While the March Hogs and Pigs Report can be considered “ho-hum” in terms of market impact, there is one segment that requires watching—and that’s pork demand.
“Demand is in capital letters,” says Glenn Grimes, University of Missouri agricultural economist. “It’s still the big key for hog prices.” He expects to see domestic pork demand soften by the third quarter of this year.
In terms of overall pork demand, you have to look at the export and domestic markets.
Export demand has been solid, and for the most part will continue into this year. “Pork exports for January were up 25 percent from the previous year,” notes Jim Robb, director of the Livestock Marketing Center, Lakewood, Colo. “Add to that a 7 percent decline in pork imports and there’s a very positive story for this industry.”
Expect that trend and impact to continue, as the U.S. pork industry will increasingly depend on export sales. “Last year, exports were a $1-billion industry,” says Robb. “On a net basis, international trade will be key. We’ll be discussing it in our price forecasts especially through the next two years.”
Trade uncertainties for both Canadian and U.S. beef exports have allowed the U.S. pork industry to grow its exports. When that might change remains a question mark. “If the Canadian border opens this summer, we’ll see more beef come in and compete with pork,” says Grimes.
Robb looks for export sales of U.S. pork to remain robust for the year, but not on pace with past records. He estimates a year-end gain for pork at 7 percent to 10 percent over 2004 levels.
The weaker U.S. dollar will continue to help support export sales of U.S. goods. While the Federal Reserves’ recent actions to keep inflation in check will also lend some support the dollar, there’s likely more downside ahead, says Dale Durchhloz, senior market analyst with Agrivisor Services. Exactly when and how much the U.S. dollar will slide remains to be seen.

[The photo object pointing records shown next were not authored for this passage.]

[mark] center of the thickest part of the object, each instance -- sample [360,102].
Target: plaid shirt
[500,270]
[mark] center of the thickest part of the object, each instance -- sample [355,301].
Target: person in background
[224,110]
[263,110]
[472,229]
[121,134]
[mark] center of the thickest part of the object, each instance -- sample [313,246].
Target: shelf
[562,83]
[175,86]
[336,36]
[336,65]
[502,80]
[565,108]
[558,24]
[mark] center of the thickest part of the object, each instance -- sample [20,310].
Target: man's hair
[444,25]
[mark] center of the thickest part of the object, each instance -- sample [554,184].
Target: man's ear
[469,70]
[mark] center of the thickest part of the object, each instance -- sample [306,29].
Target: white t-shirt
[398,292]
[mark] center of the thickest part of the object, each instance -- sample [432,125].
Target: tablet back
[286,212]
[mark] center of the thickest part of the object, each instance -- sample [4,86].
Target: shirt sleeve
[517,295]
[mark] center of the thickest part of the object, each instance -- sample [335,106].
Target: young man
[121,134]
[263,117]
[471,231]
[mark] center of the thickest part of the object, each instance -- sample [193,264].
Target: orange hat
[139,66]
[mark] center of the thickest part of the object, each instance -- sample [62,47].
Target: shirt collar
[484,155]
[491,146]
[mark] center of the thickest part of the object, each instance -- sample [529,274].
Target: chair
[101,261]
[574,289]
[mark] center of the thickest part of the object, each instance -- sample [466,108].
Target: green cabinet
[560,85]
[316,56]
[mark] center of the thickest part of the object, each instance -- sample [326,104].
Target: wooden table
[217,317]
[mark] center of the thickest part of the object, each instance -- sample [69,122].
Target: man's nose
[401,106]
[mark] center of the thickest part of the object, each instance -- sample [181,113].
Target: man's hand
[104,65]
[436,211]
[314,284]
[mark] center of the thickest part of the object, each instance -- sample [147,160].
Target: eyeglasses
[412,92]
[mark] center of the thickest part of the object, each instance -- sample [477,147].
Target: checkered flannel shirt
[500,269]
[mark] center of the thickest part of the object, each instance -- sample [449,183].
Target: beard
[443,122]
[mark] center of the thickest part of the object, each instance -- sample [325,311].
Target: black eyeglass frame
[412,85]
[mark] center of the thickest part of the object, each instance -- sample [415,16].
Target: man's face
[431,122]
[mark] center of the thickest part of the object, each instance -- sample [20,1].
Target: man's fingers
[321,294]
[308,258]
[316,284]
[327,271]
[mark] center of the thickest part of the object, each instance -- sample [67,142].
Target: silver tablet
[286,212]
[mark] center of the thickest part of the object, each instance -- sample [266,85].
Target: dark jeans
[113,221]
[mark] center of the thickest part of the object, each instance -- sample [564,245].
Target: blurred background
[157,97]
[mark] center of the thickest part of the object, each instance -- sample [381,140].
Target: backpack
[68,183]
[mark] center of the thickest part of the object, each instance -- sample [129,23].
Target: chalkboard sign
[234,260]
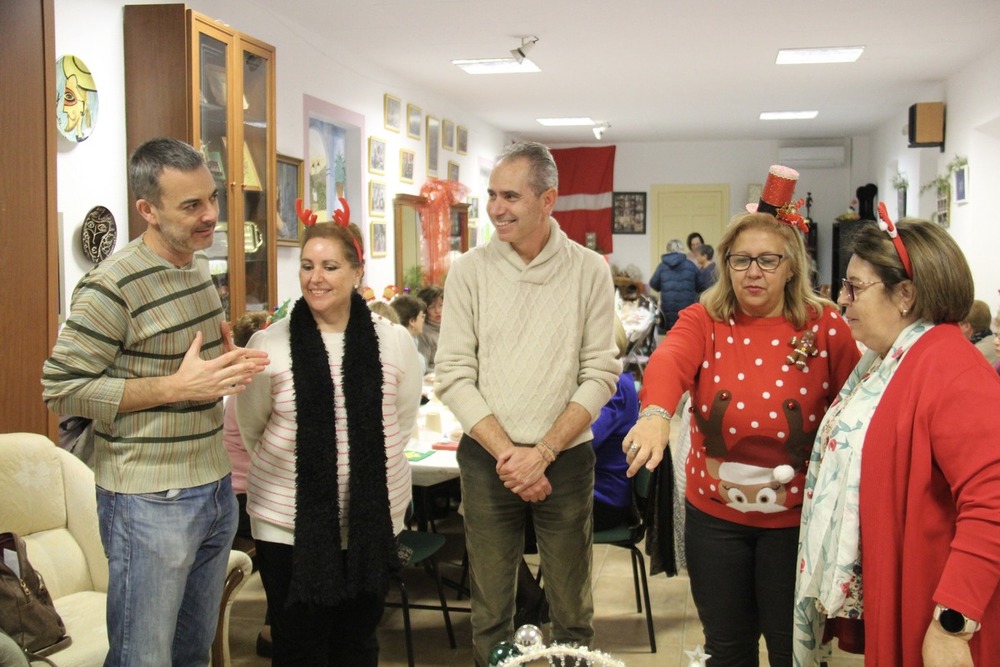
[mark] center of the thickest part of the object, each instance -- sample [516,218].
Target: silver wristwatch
[954,622]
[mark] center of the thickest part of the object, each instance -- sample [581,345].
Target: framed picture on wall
[376,156]
[628,213]
[448,134]
[291,173]
[414,121]
[379,239]
[407,161]
[393,113]
[376,198]
[433,145]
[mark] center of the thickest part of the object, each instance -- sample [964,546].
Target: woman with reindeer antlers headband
[329,483]
[763,358]
[899,551]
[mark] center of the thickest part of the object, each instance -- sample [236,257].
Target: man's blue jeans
[167,555]
[494,537]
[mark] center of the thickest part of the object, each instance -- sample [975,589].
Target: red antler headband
[340,217]
[886,225]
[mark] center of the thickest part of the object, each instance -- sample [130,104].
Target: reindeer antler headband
[340,217]
[886,225]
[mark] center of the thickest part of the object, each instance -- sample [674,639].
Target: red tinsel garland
[436,217]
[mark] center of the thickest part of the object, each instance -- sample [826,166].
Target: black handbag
[27,613]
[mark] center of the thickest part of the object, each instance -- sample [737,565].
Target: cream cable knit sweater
[520,341]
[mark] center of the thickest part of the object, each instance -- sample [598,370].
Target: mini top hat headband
[886,225]
[776,198]
[341,217]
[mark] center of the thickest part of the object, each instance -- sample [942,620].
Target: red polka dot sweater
[759,390]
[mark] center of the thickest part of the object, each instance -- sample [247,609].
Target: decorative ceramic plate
[76,110]
[99,234]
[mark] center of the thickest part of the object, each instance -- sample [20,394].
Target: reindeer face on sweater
[752,472]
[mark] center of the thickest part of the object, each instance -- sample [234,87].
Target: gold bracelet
[655,411]
[547,448]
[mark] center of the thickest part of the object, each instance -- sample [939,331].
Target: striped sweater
[267,418]
[135,315]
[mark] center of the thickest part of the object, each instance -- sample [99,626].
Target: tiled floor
[620,631]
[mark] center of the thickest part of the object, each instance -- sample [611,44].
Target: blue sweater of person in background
[612,489]
[675,279]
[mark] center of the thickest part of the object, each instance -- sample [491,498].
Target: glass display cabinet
[190,77]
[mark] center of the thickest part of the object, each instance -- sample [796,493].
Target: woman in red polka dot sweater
[763,358]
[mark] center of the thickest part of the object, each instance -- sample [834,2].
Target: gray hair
[151,158]
[544,174]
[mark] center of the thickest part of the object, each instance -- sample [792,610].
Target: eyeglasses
[766,262]
[854,288]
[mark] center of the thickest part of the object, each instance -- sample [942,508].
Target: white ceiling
[661,70]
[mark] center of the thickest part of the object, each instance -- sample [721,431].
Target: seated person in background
[706,268]
[384,309]
[433,297]
[976,327]
[612,487]
[244,327]
[674,279]
[411,312]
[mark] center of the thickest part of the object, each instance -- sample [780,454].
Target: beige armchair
[47,497]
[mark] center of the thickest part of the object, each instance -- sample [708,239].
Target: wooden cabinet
[199,80]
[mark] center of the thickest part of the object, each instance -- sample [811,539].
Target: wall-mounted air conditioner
[812,157]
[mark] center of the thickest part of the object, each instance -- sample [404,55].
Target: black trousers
[315,635]
[743,584]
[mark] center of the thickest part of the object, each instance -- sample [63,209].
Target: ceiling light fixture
[527,43]
[818,56]
[565,122]
[788,115]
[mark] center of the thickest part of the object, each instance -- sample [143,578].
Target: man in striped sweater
[145,354]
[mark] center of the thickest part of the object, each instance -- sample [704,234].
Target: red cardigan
[930,500]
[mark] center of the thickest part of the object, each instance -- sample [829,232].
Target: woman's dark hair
[346,236]
[407,308]
[942,281]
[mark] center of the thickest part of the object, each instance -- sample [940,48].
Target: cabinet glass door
[256,176]
[213,116]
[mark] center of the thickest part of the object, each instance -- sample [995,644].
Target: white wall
[638,166]
[94,171]
[972,129]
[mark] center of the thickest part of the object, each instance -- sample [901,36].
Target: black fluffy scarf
[322,573]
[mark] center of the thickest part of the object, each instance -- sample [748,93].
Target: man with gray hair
[145,354]
[526,359]
[676,280]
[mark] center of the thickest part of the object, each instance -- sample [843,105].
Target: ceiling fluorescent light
[834,54]
[496,66]
[788,115]
[564,122]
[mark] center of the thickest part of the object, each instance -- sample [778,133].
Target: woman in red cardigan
[901,523]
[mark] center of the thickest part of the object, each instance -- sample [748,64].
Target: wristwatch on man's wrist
[954,622]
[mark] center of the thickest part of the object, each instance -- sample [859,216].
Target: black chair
[424,546]
[628,536]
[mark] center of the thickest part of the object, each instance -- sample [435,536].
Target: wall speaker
[926,125]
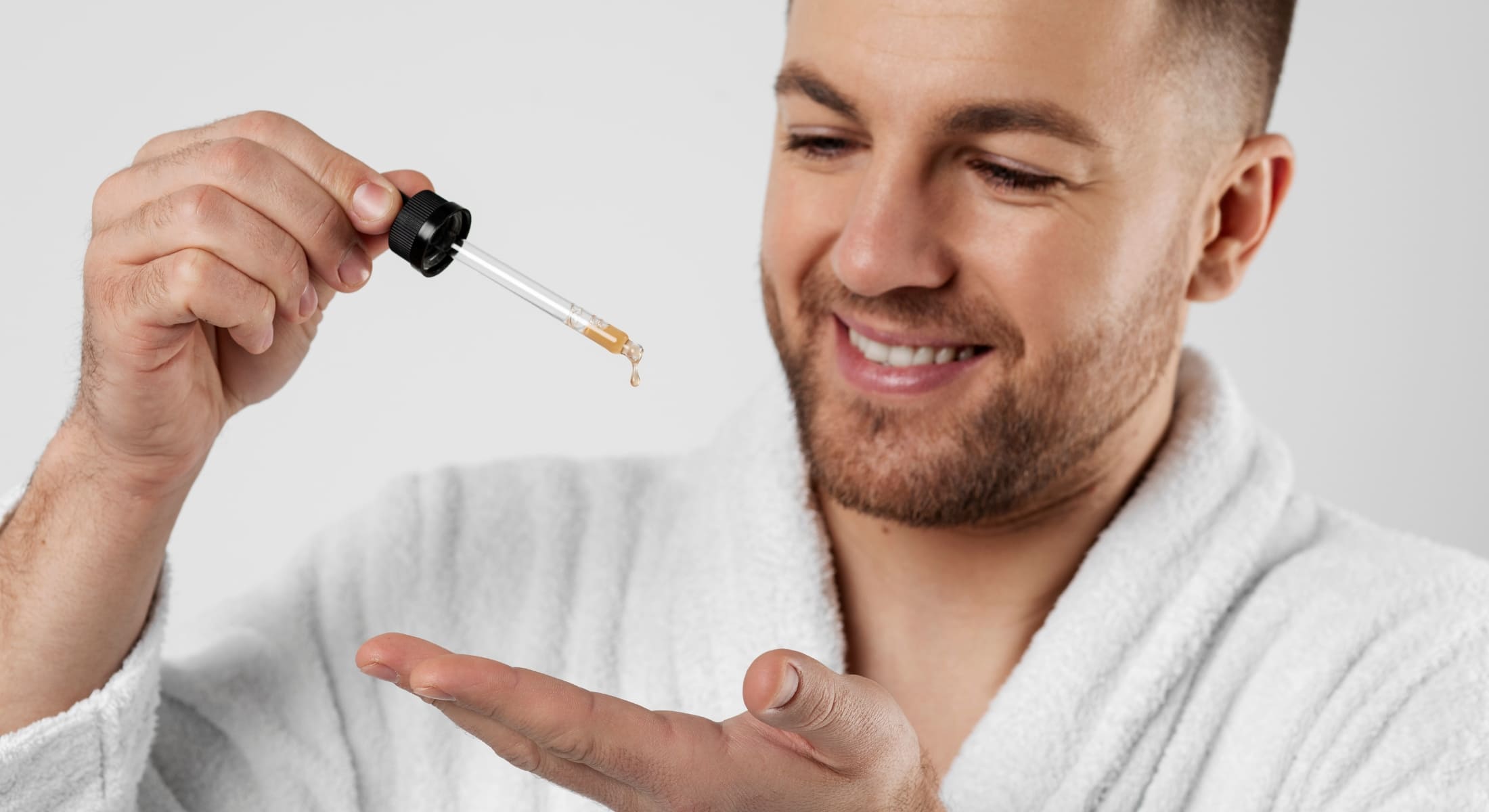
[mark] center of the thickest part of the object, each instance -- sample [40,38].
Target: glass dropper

Questions also exist about how the U.S. economy will toy with pork’s domestic demand. What lies ahead for the U.S. economy and how consumers will react are tough equations to figure the analysts agree.
There are some points worth noting in terms of domestic pork demand. Among those was this past Tuesday’s USDA Cold Storage Report, which showed all meat supplies on the rise. For pork, 544 million pounds entered cold storage in February, compared to 498 million in January. What’s more important, in February 2004 pork storage supplies declined, not grew. “That puts into perspective demand’s potential fall off,” notes Durchhloz.
Last year proteins scored big thanks to the Atkins and South-Beach diets. “The fundamentals of the high-protein diets seem to have run its course,” says Robb.
So, while the March pig crop report shows few changes in terms planned productivity, supply is not the only thing for you to watch.